The Density Distribution of Compressively-Forced Supersonic Turbulence Depends on the Driving Correlation Time

TL;DR

This paper investigates how the correlation time of driving accelerations influences the density distribution in compressively-driven supersonic turbulence, revealing significant effects on void formation and density fluctuations.

Contribution

It demonstrates that the driving correlation time critically affects density structures in compressively-driven turbulence, a factor previously underexplored in astrophysical turbulence models.

Findings

Longer correlation times lead to large, low-density voids.

Shorter correlation times produce narrower density distributions.

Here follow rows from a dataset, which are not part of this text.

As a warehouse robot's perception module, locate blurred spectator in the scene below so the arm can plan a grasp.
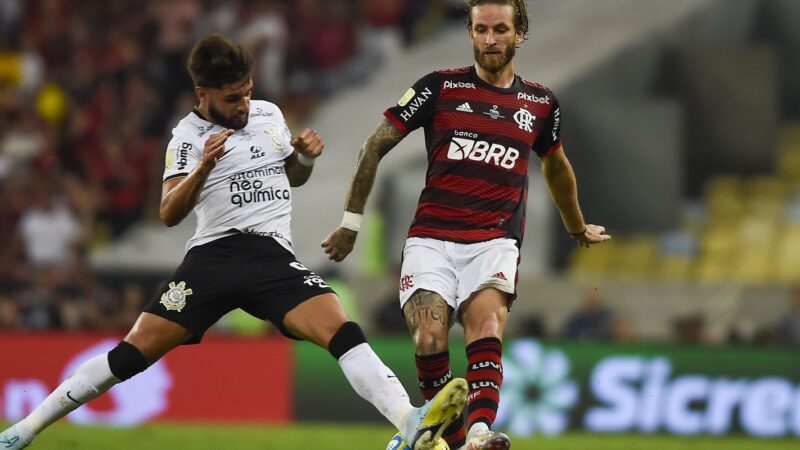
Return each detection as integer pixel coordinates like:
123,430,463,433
561,289,635,341
18,173,86,271
518,313,547,339
0,0,438,330
775,286,800,347
672,312,711,345
240,1,288,99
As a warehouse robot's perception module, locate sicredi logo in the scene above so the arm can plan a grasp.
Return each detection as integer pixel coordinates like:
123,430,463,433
447,137,519,169
517,92,550,105
584,356,800,437
442,80,475,89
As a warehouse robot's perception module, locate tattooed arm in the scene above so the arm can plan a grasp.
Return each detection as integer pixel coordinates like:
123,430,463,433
322,119,404,261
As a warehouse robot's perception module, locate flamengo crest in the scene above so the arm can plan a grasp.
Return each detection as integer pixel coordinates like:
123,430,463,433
514,108,536,133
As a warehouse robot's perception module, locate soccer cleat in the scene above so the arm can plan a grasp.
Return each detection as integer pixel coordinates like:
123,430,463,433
386,432,450,450
466,431,511,450
400,378,467,450
0,425,33,450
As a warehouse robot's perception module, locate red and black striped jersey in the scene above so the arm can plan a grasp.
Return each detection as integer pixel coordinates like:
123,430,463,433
384,67,561,245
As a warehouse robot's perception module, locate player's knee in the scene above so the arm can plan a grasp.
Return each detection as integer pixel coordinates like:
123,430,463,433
464,318,503,340
108,341,147,381
328,322,367,360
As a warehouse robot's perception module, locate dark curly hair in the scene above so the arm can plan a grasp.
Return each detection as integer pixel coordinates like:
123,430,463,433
465,0,528,39
186,34,253,89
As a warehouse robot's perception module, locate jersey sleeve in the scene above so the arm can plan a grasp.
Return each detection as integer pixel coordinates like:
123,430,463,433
162,131,203,181
383,72,441,134
278,114,294,159
533,93,561,158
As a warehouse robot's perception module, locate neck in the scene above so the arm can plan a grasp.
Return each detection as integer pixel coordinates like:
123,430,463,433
475,61,514,89
194,102,211,122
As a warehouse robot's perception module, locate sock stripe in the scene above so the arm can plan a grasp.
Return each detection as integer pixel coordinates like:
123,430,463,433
467,338,503,428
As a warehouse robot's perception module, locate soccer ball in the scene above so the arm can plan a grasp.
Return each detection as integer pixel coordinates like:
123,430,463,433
386,433,450,450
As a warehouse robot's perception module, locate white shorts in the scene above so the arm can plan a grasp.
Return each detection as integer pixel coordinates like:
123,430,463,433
400,237,519,311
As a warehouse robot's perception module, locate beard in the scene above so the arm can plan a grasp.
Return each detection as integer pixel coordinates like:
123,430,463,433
208,104,250,130
472,45,517,73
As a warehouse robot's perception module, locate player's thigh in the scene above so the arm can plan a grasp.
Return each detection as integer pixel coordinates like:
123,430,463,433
399,238,457,311
240,244,334,341
144,236,248,344
283,293,348,348
124,312,192,364
403,289,453,356
453,239,519,316
458,287,510,344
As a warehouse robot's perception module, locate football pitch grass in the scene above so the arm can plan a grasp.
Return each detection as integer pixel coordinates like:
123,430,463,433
0,422,800,450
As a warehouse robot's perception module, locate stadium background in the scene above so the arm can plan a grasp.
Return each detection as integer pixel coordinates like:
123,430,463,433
0,0,800,448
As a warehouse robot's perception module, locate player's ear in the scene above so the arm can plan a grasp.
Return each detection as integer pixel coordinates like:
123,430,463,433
194,86,208,103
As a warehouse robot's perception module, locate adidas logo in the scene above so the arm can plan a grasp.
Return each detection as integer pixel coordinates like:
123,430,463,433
456,102,472,112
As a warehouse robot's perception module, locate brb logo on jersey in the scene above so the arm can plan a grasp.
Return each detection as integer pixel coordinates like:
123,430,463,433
447,131,519,169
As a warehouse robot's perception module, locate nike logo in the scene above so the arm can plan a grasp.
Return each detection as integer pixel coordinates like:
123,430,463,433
217,145,238,161
67,391,83,405
0,436,19,448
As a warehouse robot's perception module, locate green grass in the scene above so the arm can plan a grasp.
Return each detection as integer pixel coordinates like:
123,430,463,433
0,423,800,450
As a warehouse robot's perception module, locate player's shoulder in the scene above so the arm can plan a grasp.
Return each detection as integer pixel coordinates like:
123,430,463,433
520,77,553,95
172,111,214,140
433,66,472,76
250,100,281,113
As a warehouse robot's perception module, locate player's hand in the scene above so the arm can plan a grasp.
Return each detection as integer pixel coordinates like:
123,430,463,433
322,227,358,262
200,129,236,171
572,224,611,248
290,128,325,159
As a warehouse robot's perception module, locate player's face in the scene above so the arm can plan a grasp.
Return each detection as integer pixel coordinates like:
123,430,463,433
200,78,253,130
469,3,522,73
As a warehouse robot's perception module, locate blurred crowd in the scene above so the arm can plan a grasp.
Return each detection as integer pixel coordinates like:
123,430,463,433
0,0,452,329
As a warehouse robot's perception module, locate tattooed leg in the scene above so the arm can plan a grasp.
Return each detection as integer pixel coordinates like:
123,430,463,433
403,289,450,355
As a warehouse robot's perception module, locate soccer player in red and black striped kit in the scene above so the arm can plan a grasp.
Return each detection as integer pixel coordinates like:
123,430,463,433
322,0,610,450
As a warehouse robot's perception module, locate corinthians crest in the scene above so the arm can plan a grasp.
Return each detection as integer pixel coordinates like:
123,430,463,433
159,281,192,312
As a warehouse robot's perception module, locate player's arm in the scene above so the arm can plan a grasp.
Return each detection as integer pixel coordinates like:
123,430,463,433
286,128,325,187
541,145,611,247
322,119,405,261
158,130,234,227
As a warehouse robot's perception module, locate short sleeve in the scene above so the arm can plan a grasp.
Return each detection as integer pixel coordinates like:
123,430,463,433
383,72,441,134
163,132,202,181
533,93,561,158
281,114,294,158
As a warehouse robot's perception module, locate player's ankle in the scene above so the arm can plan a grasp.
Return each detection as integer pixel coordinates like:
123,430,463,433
15,418,36,441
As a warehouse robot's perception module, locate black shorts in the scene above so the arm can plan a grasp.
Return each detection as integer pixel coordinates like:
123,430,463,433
144,234,333,344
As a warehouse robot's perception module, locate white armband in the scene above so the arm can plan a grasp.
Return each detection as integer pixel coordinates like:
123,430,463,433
339,211,364,233
297,153,314,167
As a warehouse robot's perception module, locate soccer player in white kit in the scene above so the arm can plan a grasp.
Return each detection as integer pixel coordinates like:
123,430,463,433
0,35,466,450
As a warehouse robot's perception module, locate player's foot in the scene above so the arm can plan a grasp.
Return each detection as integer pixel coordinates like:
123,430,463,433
466,430,511,450
386,432,450,450
0,425,33,450
400,378,467,450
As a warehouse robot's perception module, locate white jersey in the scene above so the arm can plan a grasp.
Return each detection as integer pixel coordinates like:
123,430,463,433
163,100,294,251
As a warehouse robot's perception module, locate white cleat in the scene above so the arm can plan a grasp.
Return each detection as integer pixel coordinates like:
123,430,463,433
400,378,467,450
466,430,511,450
0,425,33,450
386,432,450,450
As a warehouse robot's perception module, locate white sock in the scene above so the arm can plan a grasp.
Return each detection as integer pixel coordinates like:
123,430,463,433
467,422,489,442
20,353,120,435
339,342,413,430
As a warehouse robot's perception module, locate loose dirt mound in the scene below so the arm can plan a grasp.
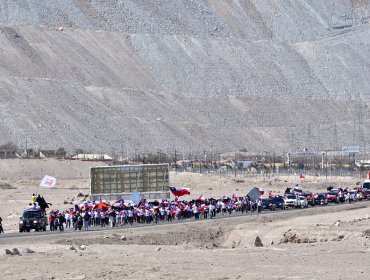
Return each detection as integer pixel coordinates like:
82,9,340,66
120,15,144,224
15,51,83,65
56,228,224,249
0,183,17,190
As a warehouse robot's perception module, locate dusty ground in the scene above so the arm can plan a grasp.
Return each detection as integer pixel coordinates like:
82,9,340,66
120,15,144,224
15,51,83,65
0,159,370,279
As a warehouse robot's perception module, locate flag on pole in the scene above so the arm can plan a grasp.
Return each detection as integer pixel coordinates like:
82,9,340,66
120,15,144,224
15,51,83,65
40,175,58,188
170,187,190,197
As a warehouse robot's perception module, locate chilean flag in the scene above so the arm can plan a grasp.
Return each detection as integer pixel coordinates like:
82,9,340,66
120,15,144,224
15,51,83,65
170,187,190,197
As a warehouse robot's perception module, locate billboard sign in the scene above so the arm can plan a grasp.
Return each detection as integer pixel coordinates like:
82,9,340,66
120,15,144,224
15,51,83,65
90,164,170,200
342,146,360,153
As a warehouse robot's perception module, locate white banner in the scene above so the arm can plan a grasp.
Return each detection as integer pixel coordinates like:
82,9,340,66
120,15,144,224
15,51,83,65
40,175,58,188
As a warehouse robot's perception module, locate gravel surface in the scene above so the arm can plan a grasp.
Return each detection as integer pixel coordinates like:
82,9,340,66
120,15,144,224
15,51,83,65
0,0,370,153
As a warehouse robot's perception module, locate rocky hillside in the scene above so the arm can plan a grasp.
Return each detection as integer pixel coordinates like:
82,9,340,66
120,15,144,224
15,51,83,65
0,0,370,152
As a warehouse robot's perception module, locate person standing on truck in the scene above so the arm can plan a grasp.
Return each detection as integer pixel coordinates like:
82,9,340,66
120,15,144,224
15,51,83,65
0,217,4,233
49,212,55,232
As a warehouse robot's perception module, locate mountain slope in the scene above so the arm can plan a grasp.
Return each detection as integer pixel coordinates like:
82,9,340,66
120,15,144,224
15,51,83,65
0,0,370,152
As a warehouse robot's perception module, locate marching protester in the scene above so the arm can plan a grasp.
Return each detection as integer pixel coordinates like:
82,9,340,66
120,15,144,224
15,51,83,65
0,217,4,233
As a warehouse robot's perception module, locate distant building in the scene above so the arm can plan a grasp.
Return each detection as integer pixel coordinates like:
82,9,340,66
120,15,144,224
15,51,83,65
72,154,113,161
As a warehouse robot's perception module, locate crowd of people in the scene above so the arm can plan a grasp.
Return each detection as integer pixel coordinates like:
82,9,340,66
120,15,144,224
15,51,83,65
48,195,259,231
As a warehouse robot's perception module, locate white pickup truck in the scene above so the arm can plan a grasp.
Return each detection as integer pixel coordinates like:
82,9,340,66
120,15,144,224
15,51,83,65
284,194,299,208
298,195,308,208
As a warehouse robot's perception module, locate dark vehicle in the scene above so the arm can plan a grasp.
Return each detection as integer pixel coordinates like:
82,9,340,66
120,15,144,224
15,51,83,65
362,189,370,199
271,196,285,210
261,198,273,210
326,191,339,203
302,192,315,206
19,209,48,232
314,193,328,205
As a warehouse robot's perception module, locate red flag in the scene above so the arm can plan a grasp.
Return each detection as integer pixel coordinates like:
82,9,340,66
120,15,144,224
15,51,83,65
170,187,190,196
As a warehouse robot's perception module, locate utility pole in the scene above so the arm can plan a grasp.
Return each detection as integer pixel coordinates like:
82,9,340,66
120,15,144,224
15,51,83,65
325,150,328,179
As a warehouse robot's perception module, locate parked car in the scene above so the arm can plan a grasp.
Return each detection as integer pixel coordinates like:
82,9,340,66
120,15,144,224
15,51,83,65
284,194,298,207
271,196,285,210
362,189,370,199
326,191,339,203
302,192,315,206
298,195,308,208
19,209,48,232
314,193,328,205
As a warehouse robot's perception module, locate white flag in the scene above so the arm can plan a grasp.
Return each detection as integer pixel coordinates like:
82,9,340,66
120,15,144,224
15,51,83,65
40,175,57,188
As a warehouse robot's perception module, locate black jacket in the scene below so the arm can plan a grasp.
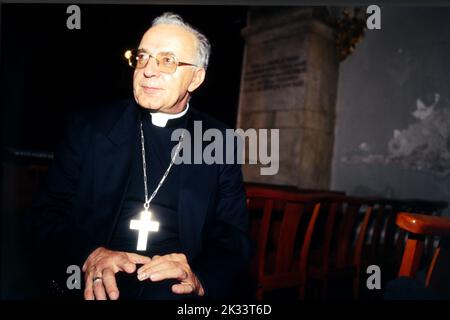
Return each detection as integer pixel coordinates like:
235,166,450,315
28,101,250,299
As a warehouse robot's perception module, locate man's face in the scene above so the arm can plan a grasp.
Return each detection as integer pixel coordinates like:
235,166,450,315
133,24,205,113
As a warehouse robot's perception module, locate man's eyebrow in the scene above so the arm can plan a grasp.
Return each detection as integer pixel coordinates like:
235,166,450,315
138,48,176,56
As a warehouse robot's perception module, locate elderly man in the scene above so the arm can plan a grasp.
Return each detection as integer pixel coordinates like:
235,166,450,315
30,13,250,300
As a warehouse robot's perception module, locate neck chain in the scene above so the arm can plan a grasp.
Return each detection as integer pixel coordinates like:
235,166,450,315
141,121,184,210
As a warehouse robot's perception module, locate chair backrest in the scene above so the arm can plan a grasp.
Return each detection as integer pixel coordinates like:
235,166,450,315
396,212,450,294
247,187,325,298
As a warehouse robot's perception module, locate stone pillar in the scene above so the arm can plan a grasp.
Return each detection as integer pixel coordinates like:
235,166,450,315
237,8,339,189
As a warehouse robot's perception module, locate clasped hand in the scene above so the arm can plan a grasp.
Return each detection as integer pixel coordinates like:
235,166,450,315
83,247,205,300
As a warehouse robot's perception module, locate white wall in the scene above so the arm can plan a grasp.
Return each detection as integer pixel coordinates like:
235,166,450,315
331,7,450,212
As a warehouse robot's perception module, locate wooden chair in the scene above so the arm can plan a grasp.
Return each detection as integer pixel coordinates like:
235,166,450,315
396,212,450,296
247,186,323,299
306,197,373,299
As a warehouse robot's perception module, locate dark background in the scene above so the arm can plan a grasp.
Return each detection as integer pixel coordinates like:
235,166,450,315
1,4,247,151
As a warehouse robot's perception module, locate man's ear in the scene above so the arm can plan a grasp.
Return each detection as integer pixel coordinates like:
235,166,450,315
188,68,206,92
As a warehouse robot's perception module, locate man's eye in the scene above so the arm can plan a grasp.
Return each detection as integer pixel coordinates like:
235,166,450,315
162,57,175,64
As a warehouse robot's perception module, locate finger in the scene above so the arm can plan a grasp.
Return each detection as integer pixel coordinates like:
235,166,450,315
92,280,106,300
137,259,178,280
145,267,188,281
84,272,95,300
116,254,136,273
103,269,119,300
127,252,152,264
172,283,194,294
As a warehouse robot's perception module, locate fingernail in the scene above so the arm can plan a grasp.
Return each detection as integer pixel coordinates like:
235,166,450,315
150,273,159,281
138,273,147,280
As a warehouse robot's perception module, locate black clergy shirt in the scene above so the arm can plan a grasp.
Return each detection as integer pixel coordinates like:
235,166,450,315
109,107,189,299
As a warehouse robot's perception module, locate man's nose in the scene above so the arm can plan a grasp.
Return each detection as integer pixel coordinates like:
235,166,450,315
144,57,159,78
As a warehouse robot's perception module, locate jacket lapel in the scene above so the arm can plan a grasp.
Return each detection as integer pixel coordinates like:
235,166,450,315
178,112,215,259
93,103,139,244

The correlation time may be much less than the eddy turnover time in supernova-driven turbulence.

Abstract

Supersonic turbulence plays a critical role in shaping astrophysical systems, from molecular clouds to the circumgalactic medium. Key properties of this turbulence include the Mach number, driving scale, and nature of the driving mechanism, which can be solenoidal (divergence-free), compressive (curl-free), or a mix of the two. A less studied property is the correlation time of the driving accelerations, $\tau_{\rm a}.$ While this timescale has a minimal impact on solenoidally-driven turbulence, we show that it has a strong impact on compressively-driven turbulence. Using high-resolution simulations with tracer particles, we analyze the evolution of density fluctuations, focusing on the PDF of the logarithmic density, $s$, and its rate of change, $\frac{ds}{dt},$ and the conditional statistics of $\frac{ds}{dt}$ and $\frac{d^2s}{dt^2}$. When the driving correlation time is comparable to the eddy turnover time, $\tau_{\rm a} \approx \tau_{\rm e},$ compressive driving leads to the formation of large, low-density voids in which the variance of $\frac{ds}{dt}$ is large. These are directly linked to sustained accelerated expansions, which results in a strong correlation between density and the divergence of the driving acceleration field. In contrast, when $\tau_{\rm a} \approx 0.1 \, \tau_{\rm e}$, compressive driving does not produce such voids, resulting in a narrower, less skewed distribution. We show using analytical estimates that $\tau_{\rm a}$ is may be significantly less than $\tau_{\rm e}$ in supernova-driven turbulence, highlighting the need to better understand the role of the driving correlation time in shaping the density structure of turbulent astrophysical systems.